Les hommes habitent la terre et veulent monter au ciel, tandis que Yahvé, qui demeure au ciel, en descend. Entre les deux lieux se déploie donc toute une dialectique de l'horizontal et du vertical : le premier est la direction autorisée au genre humain pour son déplacement ou son expansion, sa diversification et sa pluralité ; le second est l'axe spécifiquement divin, dont la souveraineté tient précisément qu'il peut à tout instant faire irruption dans l'horizontal, jusqu'à le déstabiliser dans son mouvement. Et cette représentation est encore renforcée dans les religions monothéistes : l'expansion des humains implique leur pluralité et leur prolifération, alors que Yahweh est seul et entend le rester.

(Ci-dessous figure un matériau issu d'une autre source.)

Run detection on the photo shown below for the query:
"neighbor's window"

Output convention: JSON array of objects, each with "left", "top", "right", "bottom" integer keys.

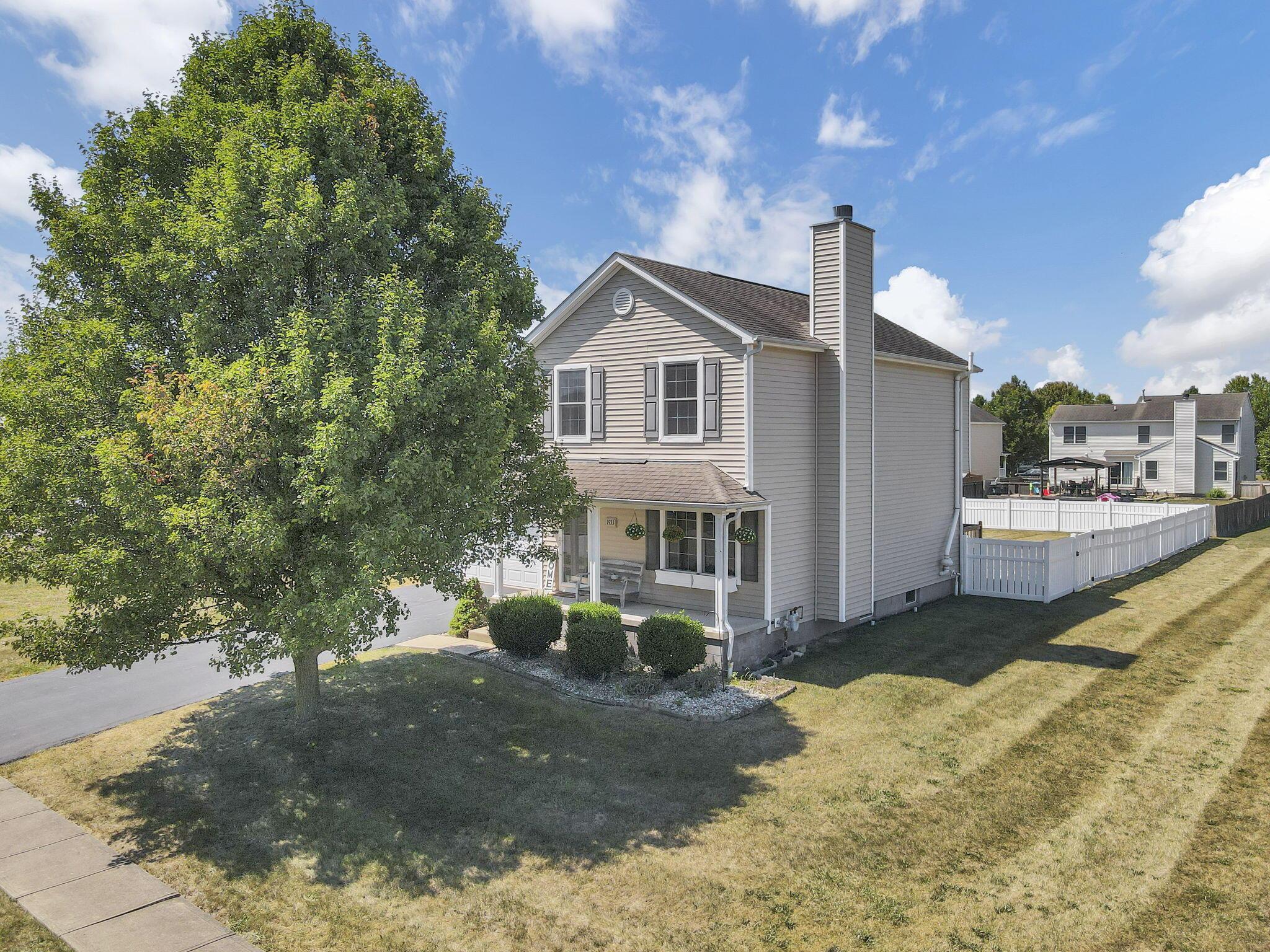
[
  {"left": 701, "top": 513, "right": 740, "bottom": 575},
  {"left": 665, "top": 510, "right": 698, "bottom": 573},
  {"left": 663, "top": 361, "right": 701, "bottom": 437},
  {"left": 556, "top": 367, "right": 587, "bottom": 438}
]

Rejoignant les analyses que les linguistes ont développées, à la suite de Jakobson, sur le syntagme et le paradigme, c'est dans la continuité de sa réflexion sur Babel que Michel Butor retrouve dans l'écriture le même mouvement, à la fois antinomique et dialectique, de l'horizontal et du vertical. Côté antinomie, il relève deux sortes de livres : les récits et essais, dont la lecture « horizontale » et discursive commence à la première page pour s’achever à la dernière, et les ouvrages conçus sur une tout autre facture :

‘Les dictionnaires, les catalogues, les guides, outils indispensables au fonctionnement d’une société moderne, les livres les plus lus, les plus étudiés (…) [même] si, bien souvent, ils n’ont que peu de valeur littéraire… 107

Côté dialectique : de même que la verticalité divine permet à Yahweh à tout moment d'interrompre les mouvements de l'horizontalité humaine, de même :

‘Une énumération, une structure verticale peut s’introduire à n’importe quel moment d’une phrase. (…) La phrase horizontale est interrompue par une liste verticale que l’on peut faire défiler à l’intérieur. Cette structure est toujours utilisée par Hugo pour suggérer l’illimité, le fait que l’on pourrait avoir beaucoup d’autres noms encore.108

Et il montre bien, dans Babel en creux, comment les assises horizontales que constituent les alexandrins sont minés, chez Hugo, par un travail d’enjambement qui fissure verticalement le poème – comme dans « Océan », dont les dernières strophes évoquent explicitement Babel en lien avec le déluge (deux figures où s'articulent horizontalité et verticalité) :

‘Tais-toi, mer ! Les cœurs s’appellent,
Les fils de Caïn se mêlent
Aux fils d’Abel ;
L’homme, que Dieu mène et juge,
Bâtira sur toi, déluge,
Une Babel.
À cette Babel morale
Aboutira la spirale
Des deux Sions,
Où sans cesse recommence
Le fourmillement immense
Des nations ;
Et tu verras sans colère,
Du tropique au flot polaire,
Dieu te calmant,
Au-dessus de l’eau sonore,
Se construire dans l’aurore
Superbement
Les progrès et les idées,
Pont de cent mille coudées
Que rien ne rompt,
Et sur tes sombres marées
Ces arches démesurées
Resplendiront ! 109

On sait d'ailleurs combien ce double mouvement est considéré comme le cœur de l'écriture poétique110. Mais Butor n'y recourra pas pour ses seuls poèmes : le spectre de l'énumération hante déjà ses premiers romans et connaîtra un développement remarquable dans sa recherche ultérieure sur le livre.

Notes
103.

DUBOIS, Claud-Gilbert. « Les triangles de Babel », in Le Défi de Babel . Un mythe littéraire pour le XXIe siècle. Op. cit. p. 61.

104.

SCHEFER, Jean Louis. « La Tour de Babel », in La Tour de Babel. Op. cit., p. 136.

105.

BUTOR, Michel. « Babel en creux », in Répertoire II. Op. cit., p. 213.

106.

BUTOR, Michel. Au jour le jour. Carnets 1985. Paris : édition Plon, 1989. P.97.

107.

BUTOR, Michel. « Le Livre comme objet », in Répertoire II. Op. cit., P. 112.

108.

Ibid.

109.

Victor Hugo, « Océan » in La Légende des siècles, livre III.

110.

Voir la phrase célèbre de Jakobson : « La fonction poétique projette le principe d'équivalence de l'axe de la sélection sur l'axe de la combinaison. » « Linguistique et poétique » in Essais de linguistique générale [1963], RUWET, Nicolas (trad.). Paris : Seuil. (Coll. Points, 1970). P. 220, où les axes de la sélection (paradigme) et de la combinaison (syntagme) correspondent tout à fait aux valeurs de l'horizontal et du vertical.